La decisión de la Junta Electoral Central respecto a la pérdida inmediata del escaño de diputado al Parlament de Catalunya del president Quim Torra es una arbitrariedad jurídica colosal, está fuera de su marco estricto de competencias, a menos de que no se haga una interpretación muy extrema y, sin duda, controvertida, de la legislación vigente. I, finalmente, vulnera el Estatut d’Autonomia de Catalunya en su artículo 67, que establece que el president de la Generalitat solo puede ser cesado con sentencia firme.

En estas condiciones, la decisión de la JEC puede tener muchas interpretaciones y en estas primeras horas hemos oído desde que era un golpe de Estado o una humillación inaceptable, una cacicada más de de los poderes del Estado español, hasta un golpe a la democracia o una restricción de los derechos fundamentales del president de la Generalitat.

Pero, más allá de las valoraciones, hay un hecho incontestable: el 131 president de la Generalitat es apartado de su cargo de una manera irregular y un organismo administrativo del Estado se lo lleva por delante, como antes hizo el Senado español con Carles Puigdemont y como antes persiguieron el Tribunal Supremo y el Tribunal de Cuentas a Artur Mas. La represión no es el pasado, es el presente más descarnado.

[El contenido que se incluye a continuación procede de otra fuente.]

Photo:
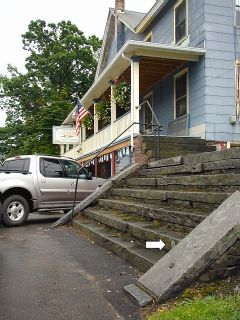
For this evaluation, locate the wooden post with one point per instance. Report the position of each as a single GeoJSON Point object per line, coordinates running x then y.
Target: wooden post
{"type": "Point", "coordinates": [113, 111]}
{"type": "Point", "coordinates": [134, 96]}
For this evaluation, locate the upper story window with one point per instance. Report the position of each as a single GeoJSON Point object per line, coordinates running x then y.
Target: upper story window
{"type": "Point", "coordinates": [237, 83]}
{"type": "Point", "coordinates": [237, 13]}
{"type": "Point", "coordinates": [148, 38]}
{"type": "Point", "coordinates": [181, 94]}
{"type": "Point", "coordinates": [180, 20]}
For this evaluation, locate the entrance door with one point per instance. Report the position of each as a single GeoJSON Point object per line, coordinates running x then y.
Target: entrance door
{"type": "Point", "coordinates": [146, 115]}
{"type": "Point", "coordinates": [53, 186]}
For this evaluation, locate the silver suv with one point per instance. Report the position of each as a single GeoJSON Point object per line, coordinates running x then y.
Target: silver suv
{"type": "Point", "coordinates": [41, 183]}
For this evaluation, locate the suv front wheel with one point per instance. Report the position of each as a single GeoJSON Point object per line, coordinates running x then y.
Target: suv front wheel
{"type": "Point", "coordinates": [15, 211]}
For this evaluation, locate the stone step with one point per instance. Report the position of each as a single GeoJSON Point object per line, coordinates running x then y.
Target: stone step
{"type": "Point", "coordinates": [178, 220]}
{"type": "Point", "coordinates": [170, 140]}
{"type": "Point", "coordinates": [189, 199]}
{"type": "Point", "coordinates": [205, 158]}
{"type": "Point", "coordinates": [135, 226]}
{"type": "Point", "coordinates": [178, 146]}
{"type": "Point", "coordinates": [119, 243]}
{"type": "Point", "coordinates": [173, 152]}
{"type": "Point", "coordinates": [217, 182]}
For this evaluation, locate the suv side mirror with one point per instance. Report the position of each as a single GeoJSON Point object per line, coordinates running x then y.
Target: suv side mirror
{"type": "Point", "coordinates": [89, 175]}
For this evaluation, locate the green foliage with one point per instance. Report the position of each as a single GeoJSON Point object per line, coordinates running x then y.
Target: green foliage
{"type": "Point", "coordinates": [103, 110]}
{"type": "Point", "coordinates": [88, 122]}
{"type": "Point", "coordinates": [61, 63]}
{"type": "Point", "coordinates": [210, 308]}
{"type": "Point", "coordinates": [122, 94]}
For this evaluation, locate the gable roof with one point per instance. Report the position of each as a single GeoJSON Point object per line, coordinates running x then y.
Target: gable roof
{"type": "Point", "coordinates": [151, 15]}
{"type": "Point", "coordinates": [131, 19]}
{"type": "Point", "coordinates": [135, 21]}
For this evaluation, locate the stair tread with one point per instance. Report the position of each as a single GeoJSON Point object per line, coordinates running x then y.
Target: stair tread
{"type": "Point", "coordinates": [195, 177]}
{"type": "Point", "coordinates": [148, 226]}
{"type": "Point", "coordinates": [124, 240]}
{"type": "Point", "coordinates": [157, 207]}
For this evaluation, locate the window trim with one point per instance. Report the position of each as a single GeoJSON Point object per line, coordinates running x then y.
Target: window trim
{"type": "Point", "coordinates": [176, 76]}
{"type": "Point", "coordinates": [149, 94]}
{"type": "Point", "coordinates": [235, 13]}
{"type": "Point", "coordinates": [174, 21]}
{"type": "Point", "coordinates": [237, 101]}
{"type": "Point", "coordinates": [51, 158]}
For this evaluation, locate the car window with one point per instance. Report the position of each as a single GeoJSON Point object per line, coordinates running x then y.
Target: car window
{"type": "Point", "coordinates": [16, 165]}
{"type": "Point", "coordinates": [71, 169]}
{"type": "Point", "coordinates": [51, 168]}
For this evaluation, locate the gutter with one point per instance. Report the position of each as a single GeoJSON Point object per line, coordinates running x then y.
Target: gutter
{"type": "Point", "coordinates": [150, 16]}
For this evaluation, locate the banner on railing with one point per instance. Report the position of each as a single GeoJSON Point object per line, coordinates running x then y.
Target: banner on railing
{"type": "Point", "coordinates": [65, 135]}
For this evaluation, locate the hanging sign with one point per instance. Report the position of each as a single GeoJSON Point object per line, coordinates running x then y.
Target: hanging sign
{"type": "Point", "coordinates": [65, 135]}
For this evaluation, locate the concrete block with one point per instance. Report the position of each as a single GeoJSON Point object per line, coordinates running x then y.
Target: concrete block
{"type": "Point", "coordinates": [166, 162]}
{"type": "Point", "coordinates": [97, 194]}
{"type": "Point", "coordinates": [196, 252]}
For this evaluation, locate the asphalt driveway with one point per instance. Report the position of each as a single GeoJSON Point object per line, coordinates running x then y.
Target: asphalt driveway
{"type": "Point", "coordinates": [57, 274]}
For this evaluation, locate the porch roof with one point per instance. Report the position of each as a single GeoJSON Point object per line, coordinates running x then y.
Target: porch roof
{"type": "Point", "coordinates": [169, 56]}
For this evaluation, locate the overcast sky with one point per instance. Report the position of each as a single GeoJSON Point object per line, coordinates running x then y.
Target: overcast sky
{"type": "Point", "coordinates": [89, 15]}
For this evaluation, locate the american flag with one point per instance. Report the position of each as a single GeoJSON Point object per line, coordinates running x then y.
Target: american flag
{"type": "Point", "coordinates": [238, 83]}
{"type": "Point", "coordinates": [80, 114]}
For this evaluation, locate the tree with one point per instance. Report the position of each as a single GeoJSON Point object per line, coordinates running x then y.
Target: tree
{"type": "Point", "coordinates": [61, 64]}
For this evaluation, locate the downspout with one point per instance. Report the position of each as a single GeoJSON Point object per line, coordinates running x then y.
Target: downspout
{"type": "Point", "coordinates": [132, 102]}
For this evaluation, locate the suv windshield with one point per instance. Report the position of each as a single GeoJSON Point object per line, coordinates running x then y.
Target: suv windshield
{"type": "Point", "coordinates": [16, 165]}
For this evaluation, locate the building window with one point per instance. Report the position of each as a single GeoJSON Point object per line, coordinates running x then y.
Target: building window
{"type": "Point", "coordinates": [180, 23]}
{"type": "Point", "coordinates": [181, 94]}
{"type": "Point", "coordinates": [237, 13]}
{"type": "Point", "coordinates": [148, 38]}
{"type": "Point", "coordinates": [237, 84]}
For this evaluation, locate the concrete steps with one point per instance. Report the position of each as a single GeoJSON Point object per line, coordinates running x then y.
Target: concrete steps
{"type": "Point", "coordinates": [185, 199]}
{"type": "Point", "coordinates": [182, 220]}
{"type": "Point", "coordinates": [165, 200]}
{"type": "Point", "coordinates": [137, 227]}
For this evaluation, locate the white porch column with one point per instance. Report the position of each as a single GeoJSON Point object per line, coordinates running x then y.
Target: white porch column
{"type": "Point", "coordinates": [134, 96]}
{"type": "Point", "coordinates": [113, 111]}
{"type": "Point", "coordinates": [62, 149]}
{"type": "Point", "coordinates": [95, 121]}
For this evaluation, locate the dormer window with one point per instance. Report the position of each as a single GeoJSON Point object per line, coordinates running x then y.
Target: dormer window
{"type": "Point", "coordinates": [180, 21]}
{"type": "Point", "coordinates": [237, 13]}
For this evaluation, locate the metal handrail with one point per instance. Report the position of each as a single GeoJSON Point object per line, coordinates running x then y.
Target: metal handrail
{"type": "Point", "coordinates": [157, 127]}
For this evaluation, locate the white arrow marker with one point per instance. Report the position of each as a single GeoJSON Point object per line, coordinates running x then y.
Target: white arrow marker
{"type": "Point", "coordinates": [155, 245]}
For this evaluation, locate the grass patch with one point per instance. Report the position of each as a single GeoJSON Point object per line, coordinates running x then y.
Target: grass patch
{"type": "Point", "coordinates": [209, 308]}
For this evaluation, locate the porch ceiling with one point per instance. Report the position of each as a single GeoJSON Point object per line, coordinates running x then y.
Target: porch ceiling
{"type": "Point", "coordinates": [157, 62]}
{"type": "Point", "coordinates": [153, 70]}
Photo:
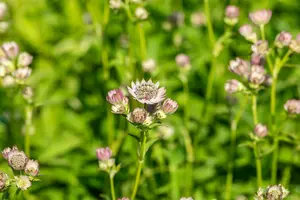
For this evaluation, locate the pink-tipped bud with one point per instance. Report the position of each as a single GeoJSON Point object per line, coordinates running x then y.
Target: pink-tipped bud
{"type": "Point", "coordinates": [261, 47]}
{"type": "Point", "coordinates": [198, 19]}
{"type": "Point", "coordinates": [169, 106]}
{"type": "Point", "coordinates": [239, 67]}
{"type": "Point", "coordinates": [24, 59]}
{"type": "Point", "coordinates": [32, 168]}
{"type": "Point", "coordinates": [247, 32]}
{"type": "Point", "coordinates": [292, 106]}
{"type": "Point", "coordinates": [183, 60]}
{"type": "Point", "coordinates": [233, 86]}
{"type": "Point", "coordinates": [115, 96]}
{"type": "Point", "coordinates": [103, 153]}
{"type": "Point", "coordinates": [17, 159]}
{"type": "Point", "coordinates": [257, 75]}
{"type": "Point", "coordinates": [260, 17]}
{"type": "Point", "coordinates": [257, 59]}
{"type": "Point", "coordinates": [11, 49]}
{"type": "Point", "coordinates": [231, 15]}
{"type": "Point", "coordinates": [283, 39]}
{"type": "Point", "coordinates": [3, 180]}
{"type": "Point", "coordinates": [261, 130]}
{"type": "Point", "coordinates": [5, 152]}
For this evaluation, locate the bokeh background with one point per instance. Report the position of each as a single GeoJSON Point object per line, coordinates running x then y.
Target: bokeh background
{"type": "Point", "coordinates": [78, 58]}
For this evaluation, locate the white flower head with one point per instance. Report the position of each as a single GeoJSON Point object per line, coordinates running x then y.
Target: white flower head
{"type": "Point", "coordinates": [146, 92]}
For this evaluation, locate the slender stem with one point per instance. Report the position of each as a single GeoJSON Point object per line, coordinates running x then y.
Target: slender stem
{"type": "Point", "coordinates": [234, 125]}
{"type": "Point", "coordinates": [141, 155]}
{"type": "Point", "coordinates": [112, 187]}
{"type": "Point", "coordinates": [258, 165]}
{"type": "Point", "coordinates": [254, 109]}
{"type": "Point", "coordinates": [28, 128]}
{"type": "Point", "coordinates": [143, 51]}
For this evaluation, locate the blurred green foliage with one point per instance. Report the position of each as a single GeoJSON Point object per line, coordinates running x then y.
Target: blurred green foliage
{"type": "Point", "coordinates": [77, 60]}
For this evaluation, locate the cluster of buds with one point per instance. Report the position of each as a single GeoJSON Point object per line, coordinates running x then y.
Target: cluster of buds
{"type": "Point", "coordinates": [292, 106]}
{"type": "Point", "coordinates": [14, 66]}
{"type": "Point", "coordinates": [18, 161]}
{"type": "Point", "coordinates": [274, 192]}
{"type": "Point", "coordinates": [156, 107]}
{"type": "Point", "coordinates": [232, 14]}
{"type": "Point", "coordinates": [106, 162]}
{"type": "Point", "coordinates": [3, 24]}
{"type": "Point", "coordinates": [253, 75]}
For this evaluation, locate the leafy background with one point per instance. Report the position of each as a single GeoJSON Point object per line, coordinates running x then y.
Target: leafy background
{"type": "Point", "coordinates": [76, 62]}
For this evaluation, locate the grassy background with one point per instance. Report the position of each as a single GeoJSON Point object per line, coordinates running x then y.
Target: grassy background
{"type": "Point", "coordinates": [77, 60]}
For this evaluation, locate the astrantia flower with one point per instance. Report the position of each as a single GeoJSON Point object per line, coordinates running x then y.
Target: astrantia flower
{"type": "Point", "coordinates": [23, 182]}
{"type": "Point", "coordinates": [32, 168]}
{"type": "Point", "coordinates": [169, 106]}
{"type": "Point", "coordinates": [103, 153]}
{"type": "Point", "coordinates": [17, 159]}
{"type": "Point", "coordinates": [247, 32]}
{"type": "Point", "coordinates": [239, 67]}
{"type": "Point", "coordinates": [260, 17]}
{"type": "Point", "coordinates": [11, 49]}
{"type": "Point", "coordinates": [292, 106]}
{"type": "Point", "coordinates": [283, 39]}
{"type": "Point", "coordinates": [3, 180]}
{"type": "Point", "coordinates": [261, 130]}
{"type": "Point", "coordinates": [147, 92]}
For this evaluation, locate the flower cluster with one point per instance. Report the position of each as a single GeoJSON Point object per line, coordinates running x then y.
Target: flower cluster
{"type": "Point", "coordinates": [3, 24]}
{"type": "Point", "coordinates": [274, 192]}
{"type": "Point", "coordinates": [106, 162]}
{"type": "Point", "coordinates": [18, 161]}
{"type": "Point", "coordinates": [156, 107]}
{"type": "Point", "coordinates": [14, 66]}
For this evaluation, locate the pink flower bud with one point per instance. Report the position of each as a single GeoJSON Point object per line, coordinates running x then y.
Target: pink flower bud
{"type": "Point", "coordinates": [260, 47]}
{"type": "Point", "coordinates": [261, 130]}
{"type": "Point", "coordinates": [247, 32]}
{"type": "Point", "coordinates": [260, 17]}
{"type": "Point", "coordinates": [233, 86]}
{"type": "Point", "coordinates": [169, 106]}
{"type": "Point", "coordinates": [257, 75]}
{"type": "Point", "coordinates": [5, 152]}
{"type": "Point", "coordinates": [292, 106]}
{"type": "Point", "coordinates": [103, 153]}
{"type": "Point", "coordinates": [232, 12]}
{"type": "Point", "coordinates": [283, 39]}
{"type": "Point", "coordinates": [183, 60]}
{"type": "Point", "coordinates": [11, 49]}
{"type": "Point", "coordinates": [239, 67]}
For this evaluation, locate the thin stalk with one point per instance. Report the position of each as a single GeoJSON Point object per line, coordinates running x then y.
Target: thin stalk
{"type": "Point", "coordinates": [28, 128]}
{"type": "Point", "coordinates": [254, 109]}
{"type": "Point", "coordinates": [258, 164]}
{"type": "Point", "coordinates": [112, 187]}
{"type": "Point", "coordinates": [143, 51]}
{"type": "Point", "coordinates": [141, 155]}
{"type": "Point", "coordinates": [234, 125]}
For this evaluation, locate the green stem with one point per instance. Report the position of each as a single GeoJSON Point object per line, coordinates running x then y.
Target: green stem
{"type": "Point", "coordinates": [254, 109]}
{"type": "Point", "coordinates": [143, 52]}
{"type": "Point", "coordinates": [141, 155]}
{"type": "Point", "coordinates": [258, 165]}
{"type": "Point", "coordinates": [28, 128]}
{"type": "Point", "coordinates": [112, 187]}
{"type": "Point", "coordinates": [234, 125]}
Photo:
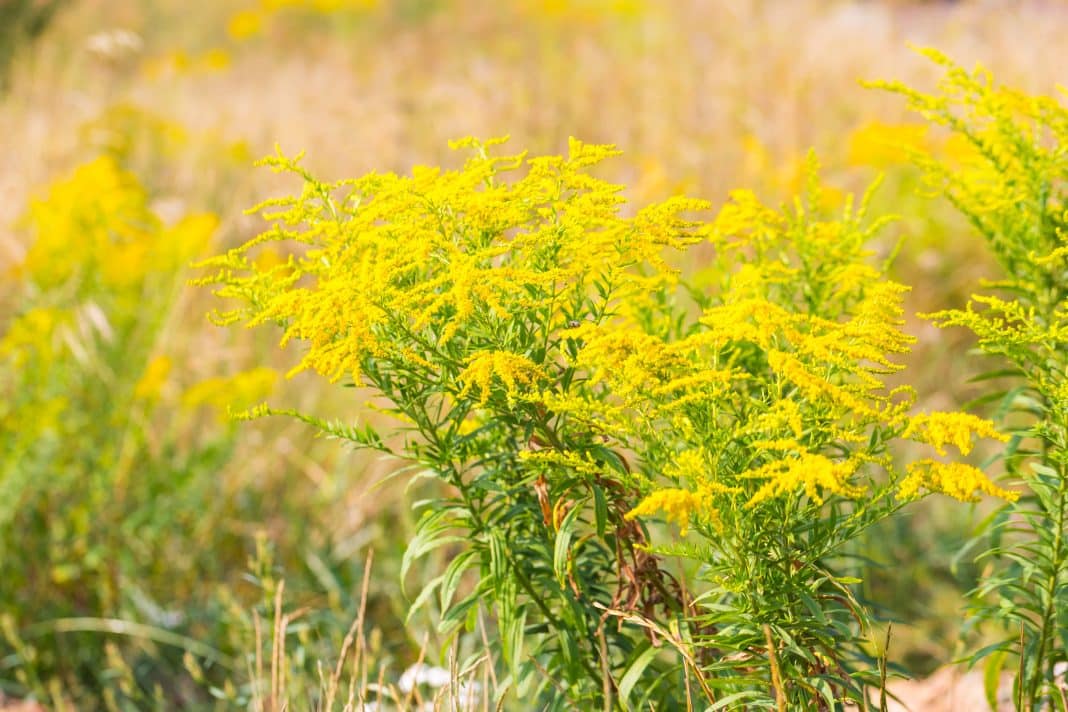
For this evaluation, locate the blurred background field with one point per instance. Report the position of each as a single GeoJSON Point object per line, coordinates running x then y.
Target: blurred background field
{"type": "Point", "coordinates": [143, 534]}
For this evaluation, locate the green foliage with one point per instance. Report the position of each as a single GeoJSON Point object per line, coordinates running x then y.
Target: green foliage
{"type": "Point", "coordinates": [1009, 179]}
{"type": "Point", "coordinates": [546, 364]}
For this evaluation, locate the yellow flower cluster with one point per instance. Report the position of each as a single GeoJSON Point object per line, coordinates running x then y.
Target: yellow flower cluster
{"type": "Point", "coordinates": [396, 263]}
{"type": "Point", "coordinates": [97, 225]}
{"type": "Point", "coordinates": [231, 394]}
{"type": "Point", "coordinates": [679, 507]}
{"type": "Point", "coordinates": [512, 369]}
{"type": "Point", "coordinates": [937, 429]}
{"type": "Point", "coordinates": [959, 480]}
{"type": "Point", "coordinates": [816, 473]}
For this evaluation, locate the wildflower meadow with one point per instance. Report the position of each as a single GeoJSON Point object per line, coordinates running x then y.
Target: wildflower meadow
{"type": "Point", "coordinates": [436, 354]}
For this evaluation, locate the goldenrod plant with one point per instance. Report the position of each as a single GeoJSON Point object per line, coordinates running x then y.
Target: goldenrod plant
{"type": "Point", "coordinates": [571, 391]}
{"type": "Point", "coordinates": [1008, 177]}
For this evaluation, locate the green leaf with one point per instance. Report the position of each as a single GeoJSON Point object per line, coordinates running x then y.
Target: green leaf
{"type": "Point", "coordinates": [600, 510]}
{"type": "Point", "coordinates": [451, 579]}
{"type": "Point", "coordinates": [643, 655]}
{"type": "Point", "coordinates": [991, 676]}
{"type": "Point", "coordinates": [562, 548]}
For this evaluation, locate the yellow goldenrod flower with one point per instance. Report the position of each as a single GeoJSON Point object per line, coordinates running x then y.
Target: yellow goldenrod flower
{"type": "Point", "coordinates": [938, 428]}
{"type": "Point", "coordinates": [513, 370]}
{"type": "Point", "coordinates": [679, 507]}
{"type": "Point", "coordinates": [959, 480]}
{"type": "Point", "coordinates": [152, 381]}
{"type": "Point", "coordinates": [816, 473]}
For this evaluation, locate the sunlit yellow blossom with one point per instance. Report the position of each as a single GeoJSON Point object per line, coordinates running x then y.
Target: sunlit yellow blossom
{"type": "Point", "coordinates": [938, 429]}
{"type": "Point", "coordinates": [679, 507]}
{"type": "Point", "coordinates": [245, 24]}
{"type": "Point", "coordinates": [153, 379]}
{"type": "Point", "coordinates": [819, 475]}
{"type": "Point", "coordinates": [234, 393]}
{"type": "Point", "coordinates": [33, 335]}
{"type": "Point", "coordinates": [513, 370]}
{"type": "Point", "coordinates": [883, 145]}
{"type": "Point", "coordinates": [959, 480]}
{"type": "Point", "coordinates": [567, 459]}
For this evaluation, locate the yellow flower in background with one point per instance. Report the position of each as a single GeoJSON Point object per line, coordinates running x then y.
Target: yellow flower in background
{"type": "Point", "coordinates": [882, 145]}
{"type": "Point", "coordinates": [956, 479]}
{"type": "Point", "coordinates": [231, 394]}
{"type": "Point", "coordinates": [245, 24]}
{"type": "Point", "coordinates": [153, 379]}
{"type": "Point", "coordinates": [32, 335]}
{"type": "Point", "coordinates": [938, 429]}
{"type": "Point", "coordinates": [97, 216]}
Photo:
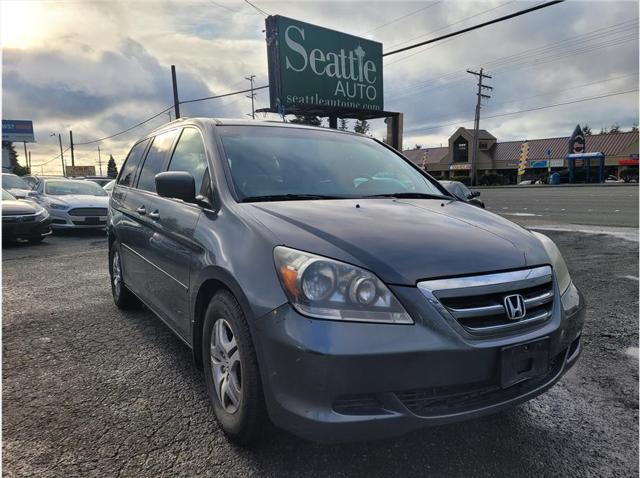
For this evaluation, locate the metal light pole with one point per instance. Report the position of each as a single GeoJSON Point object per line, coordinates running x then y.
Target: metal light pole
{"type": "Point", "coordinates": [64, 173]}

Y no parece que haya otra decisión mínimamente digna y a la altura del embate planteado por la JEC a la principal institución de Catalunya que la desobediencia cívica, consensuada y enérgica de todas las instituciones del país. Porque la dignidad democrática no tiene bandos sino solo servidores ante un atropello de esta naturaleza. Si eso se hace así, el Supremo probablemente acabará rectificando a la Junta Electoral y, si no, será, más tarde, la justicia europea. Todo, antes que la JEC, desde su atalaya de cristal, decida quién es el president de la Generalitat. Y media hora después, que Oriol Junqueras no tiene inmunidad, diga lo que diga el Tribunal  de Justicia de la Unión Europea.